You'd think that by now the government would have gotten the message that homebuyers who lack down payments are poor credit risks, says Eric Falkenstein head of Falkenstein Financial Data.
Instead, the FHA continues to aggressively promote its 3.5 percent down mortgage loan program — and it still allows first-time homebuyers to use their $8,000 tax credit toward the down payment.
“A good realtor can apply the tax credit to last year’s taxes, making sure that the buyer actually gets the money right away, and the HUD is actually okay with using the $8K to make buying a home a no-money-down proposition,” Falkenstein writes at Falkenblog.com.
“No private bank would lend in such a manner, but FHA wants to take the risk, because unlike the greedy bank, it sees the 'bigger picture', presumably,” he notes.

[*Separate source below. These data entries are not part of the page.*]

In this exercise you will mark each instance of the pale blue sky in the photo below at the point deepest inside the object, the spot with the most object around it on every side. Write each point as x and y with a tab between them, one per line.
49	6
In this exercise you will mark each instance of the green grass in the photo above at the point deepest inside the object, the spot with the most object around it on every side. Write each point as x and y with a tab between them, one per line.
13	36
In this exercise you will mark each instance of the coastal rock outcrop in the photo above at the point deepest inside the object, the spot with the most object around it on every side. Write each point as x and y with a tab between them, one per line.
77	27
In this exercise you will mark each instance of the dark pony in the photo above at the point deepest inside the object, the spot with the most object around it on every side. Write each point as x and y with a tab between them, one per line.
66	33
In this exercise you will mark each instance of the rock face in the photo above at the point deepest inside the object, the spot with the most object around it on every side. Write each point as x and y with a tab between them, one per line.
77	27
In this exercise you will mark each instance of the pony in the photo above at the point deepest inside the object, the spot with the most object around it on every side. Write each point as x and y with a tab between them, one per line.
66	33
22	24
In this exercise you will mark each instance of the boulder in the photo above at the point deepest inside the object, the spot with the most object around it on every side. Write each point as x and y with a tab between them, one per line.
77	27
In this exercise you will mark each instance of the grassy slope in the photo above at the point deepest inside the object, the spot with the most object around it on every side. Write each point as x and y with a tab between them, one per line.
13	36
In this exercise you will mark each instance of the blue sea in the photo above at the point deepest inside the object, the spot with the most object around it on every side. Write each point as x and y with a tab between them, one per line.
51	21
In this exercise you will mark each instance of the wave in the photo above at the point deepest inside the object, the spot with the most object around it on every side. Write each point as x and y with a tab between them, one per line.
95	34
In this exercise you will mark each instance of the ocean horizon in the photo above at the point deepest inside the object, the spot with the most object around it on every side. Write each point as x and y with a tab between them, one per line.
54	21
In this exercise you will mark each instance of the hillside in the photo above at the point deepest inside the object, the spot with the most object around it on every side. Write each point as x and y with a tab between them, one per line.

“Stupidity in the private sector actually loses people money, causing them to change their ways. For the government, it's just more incentive to double down.”
President Obama will soon sign into a law a bill that extends the credit for months more and expands it dramatically beyond first-time buyers.
The measure would let more people qualify for the credit, including some who already own homes and those with higher incomes: Homebuyers who have lived in their prior residence for at least five years could receive a credit of $6,500.
Couples earning as much as $225,000 a year and individuals earning up to $125,000 would qualify, up from the current $75,000 limit for individuals and $150,000 for couples.